Speaking to reporters Thursday, Chief Cabinet Secretary Kaoru Yosano told journalists that the illness had "reached a peak," and that doctors had decided to examine him in the hospital.
He said that Abe had been suffering from the ailment for some time, and that his condition had grown worse since returning from a trip to Asia in late August.
He said that Abe's worsening health had been one of the reasons for his resignation, adding that the prime minister had been receiving intravenous fluids for the past week.
Although no mention was made of an immediate transfer of power, Kyodo said that in the event of necessity, Yosano would exercise the prime minister's functions until a new election.
Abe announced his intention to resign Wednesday, following an upper house election defeat and mounting controversy over his country's support for U.S.-led military operations in Afghanistan.
The prime minister, 52, announced his decision on national television after just a year in power, but did not specify a date for his departure.
He said a change of leadership was needed to generate public support for government policies, and to push forward with Japan's involvement in counterterrorism efforts.
Following the announcement, the Japanese television channel NHK quoted a government official as saying Abe had decided to step down because Ichiro Ozawa, the leader of the opposition Democratic Party, had refused to meet with him to discuss extending the antiterrorism law, set to expire November 1.

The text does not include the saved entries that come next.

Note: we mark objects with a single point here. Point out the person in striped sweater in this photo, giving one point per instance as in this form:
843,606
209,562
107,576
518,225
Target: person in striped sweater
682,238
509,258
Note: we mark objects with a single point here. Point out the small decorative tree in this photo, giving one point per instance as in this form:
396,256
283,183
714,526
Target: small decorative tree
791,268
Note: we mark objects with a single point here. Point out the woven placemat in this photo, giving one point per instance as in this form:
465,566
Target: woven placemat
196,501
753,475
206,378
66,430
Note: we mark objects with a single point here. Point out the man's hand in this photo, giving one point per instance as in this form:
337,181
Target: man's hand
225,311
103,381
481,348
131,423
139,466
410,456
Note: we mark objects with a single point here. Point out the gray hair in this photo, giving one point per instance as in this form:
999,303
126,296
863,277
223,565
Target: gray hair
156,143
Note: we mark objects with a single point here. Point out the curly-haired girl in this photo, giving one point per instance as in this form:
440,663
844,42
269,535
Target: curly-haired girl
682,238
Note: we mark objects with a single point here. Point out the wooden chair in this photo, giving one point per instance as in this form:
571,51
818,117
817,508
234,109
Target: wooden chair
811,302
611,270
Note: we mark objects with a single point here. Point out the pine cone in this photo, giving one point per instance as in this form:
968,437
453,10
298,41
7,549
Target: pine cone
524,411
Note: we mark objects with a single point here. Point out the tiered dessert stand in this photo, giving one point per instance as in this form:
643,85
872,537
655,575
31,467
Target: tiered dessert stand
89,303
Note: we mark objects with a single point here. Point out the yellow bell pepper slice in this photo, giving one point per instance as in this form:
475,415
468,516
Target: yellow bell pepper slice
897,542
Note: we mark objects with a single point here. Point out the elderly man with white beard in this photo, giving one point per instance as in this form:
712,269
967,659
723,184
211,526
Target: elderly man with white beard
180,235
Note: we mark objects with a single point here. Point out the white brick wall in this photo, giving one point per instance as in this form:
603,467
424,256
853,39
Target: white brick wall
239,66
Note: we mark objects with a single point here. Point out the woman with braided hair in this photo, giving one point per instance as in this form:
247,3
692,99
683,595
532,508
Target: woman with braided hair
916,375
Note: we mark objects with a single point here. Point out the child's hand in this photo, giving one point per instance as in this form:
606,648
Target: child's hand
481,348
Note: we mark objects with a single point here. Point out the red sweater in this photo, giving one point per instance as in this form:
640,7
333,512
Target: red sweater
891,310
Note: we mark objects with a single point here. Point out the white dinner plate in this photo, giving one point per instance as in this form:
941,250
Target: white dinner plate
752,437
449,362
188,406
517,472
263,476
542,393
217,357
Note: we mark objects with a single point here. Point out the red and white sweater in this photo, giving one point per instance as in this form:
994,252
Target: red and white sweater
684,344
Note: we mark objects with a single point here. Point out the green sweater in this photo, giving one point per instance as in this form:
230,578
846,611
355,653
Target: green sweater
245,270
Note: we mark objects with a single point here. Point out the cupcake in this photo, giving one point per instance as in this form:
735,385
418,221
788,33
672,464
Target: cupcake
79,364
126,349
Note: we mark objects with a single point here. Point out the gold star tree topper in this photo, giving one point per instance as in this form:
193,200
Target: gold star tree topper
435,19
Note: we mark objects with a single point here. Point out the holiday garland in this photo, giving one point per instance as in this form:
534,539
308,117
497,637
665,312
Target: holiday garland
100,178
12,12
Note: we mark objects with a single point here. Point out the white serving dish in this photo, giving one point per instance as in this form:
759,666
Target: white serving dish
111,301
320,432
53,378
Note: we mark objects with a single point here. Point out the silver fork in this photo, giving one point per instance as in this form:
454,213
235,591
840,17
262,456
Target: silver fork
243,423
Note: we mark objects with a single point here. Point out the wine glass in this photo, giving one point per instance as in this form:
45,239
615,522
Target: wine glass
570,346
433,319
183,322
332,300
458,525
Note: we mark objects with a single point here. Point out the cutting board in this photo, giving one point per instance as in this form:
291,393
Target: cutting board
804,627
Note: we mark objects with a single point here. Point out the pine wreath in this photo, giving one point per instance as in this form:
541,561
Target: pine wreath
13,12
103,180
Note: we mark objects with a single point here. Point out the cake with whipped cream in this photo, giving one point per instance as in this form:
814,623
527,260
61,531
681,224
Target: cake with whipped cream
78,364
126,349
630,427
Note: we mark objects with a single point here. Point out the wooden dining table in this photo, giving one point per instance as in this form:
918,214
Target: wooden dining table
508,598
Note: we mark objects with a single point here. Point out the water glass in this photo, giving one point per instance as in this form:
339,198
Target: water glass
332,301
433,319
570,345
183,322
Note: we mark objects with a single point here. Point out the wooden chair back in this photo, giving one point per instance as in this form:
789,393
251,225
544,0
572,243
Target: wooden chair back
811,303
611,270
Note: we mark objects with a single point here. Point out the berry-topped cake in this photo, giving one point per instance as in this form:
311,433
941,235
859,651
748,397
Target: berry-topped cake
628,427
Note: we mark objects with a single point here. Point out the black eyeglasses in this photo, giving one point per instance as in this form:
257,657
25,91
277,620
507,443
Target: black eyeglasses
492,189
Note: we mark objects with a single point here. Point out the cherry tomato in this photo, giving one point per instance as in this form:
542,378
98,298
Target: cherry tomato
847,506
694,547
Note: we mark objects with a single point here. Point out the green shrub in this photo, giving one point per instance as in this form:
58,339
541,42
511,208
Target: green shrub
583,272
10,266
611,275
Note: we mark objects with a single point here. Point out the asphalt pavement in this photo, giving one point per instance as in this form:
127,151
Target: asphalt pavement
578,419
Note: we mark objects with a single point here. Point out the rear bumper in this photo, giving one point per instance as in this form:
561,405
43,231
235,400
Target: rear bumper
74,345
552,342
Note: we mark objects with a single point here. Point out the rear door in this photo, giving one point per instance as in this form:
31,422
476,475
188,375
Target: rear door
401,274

The Democratic Party has pledged to vote against Japan's continued support for the United States-led coalition in war-torn Afghanistan.
Japanese refueling supply ships and Maritime Self Defense Force destroyers have been based in the Indian Ocean since November 2001 to support coalition efforts in Afghanistan, following the signing of the antiterrorism law in 2001, which has been repeatedly extended.
On July 29, the ruling coalition led by the Liberal Democratic Party lost its majority in the upper house of parliament, following a major public scandal in which millions of pension records were lost.
In March 2007 Shinzo Abe, widely considered a nationalist, sparked controversy in Asia and the West by playing down Japanese war crimes in WWII, and claiming there was no evidence that Japan's army abducted around 200,000 young women during the war from Korea, China, and other occupied territories, for use as sex slaves.